Today marks the release of V-JEPA 2, a new world model trained on video that enhances the ability of robots and AI agents to understand and predict interactions in the physical world. This development is a step towards creating advanced machine intelligence (AMI) capable of "thinking before acting."
The concept behind V-JEPA 2 draws parallels with human intuition about physical dynamics. Humans can predict outcomes based on actions, such as anticipating where a hockey puck will be or avoiding obstacles while walking through crowded spaces. Similarly, V-JEPA 2 aims to enable AI agents to mimic this kind of intelligence by using world models for understanding, predicting, and planning.
Building upon its predecessor, V-JEPA, which was released last year, V-JEPA 2 offers improved capabilities in understanding and prediction. The model allows robots to interact with unfamiliar objects and environments effectively. Training involved video data to help the model learn patterns such as human-object interaction and object movement.

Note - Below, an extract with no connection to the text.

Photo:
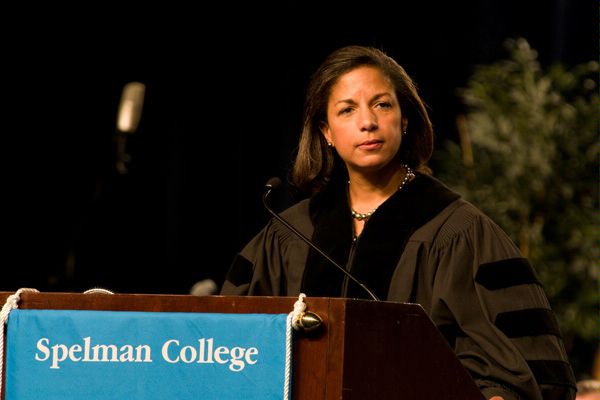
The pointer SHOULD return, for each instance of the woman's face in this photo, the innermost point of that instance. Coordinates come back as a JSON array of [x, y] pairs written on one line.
[[364, 120]]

In practical applications within labs, robots equipped with V-JEPA 2 have successfully performed tasks like reaching for objects and relocating them. This demonstrates the potential for more intuitive robotic behavior in complex environments.
In conjunction with releasing V-JEPA 2, three new benchmarks are introduced to aid researchers in evaluating their models' learning and reasoning abilities using video data. The goal is to provide researchers access to top-tier models and benchmarks to accelerate advancements in AI systems that could improve everyday life.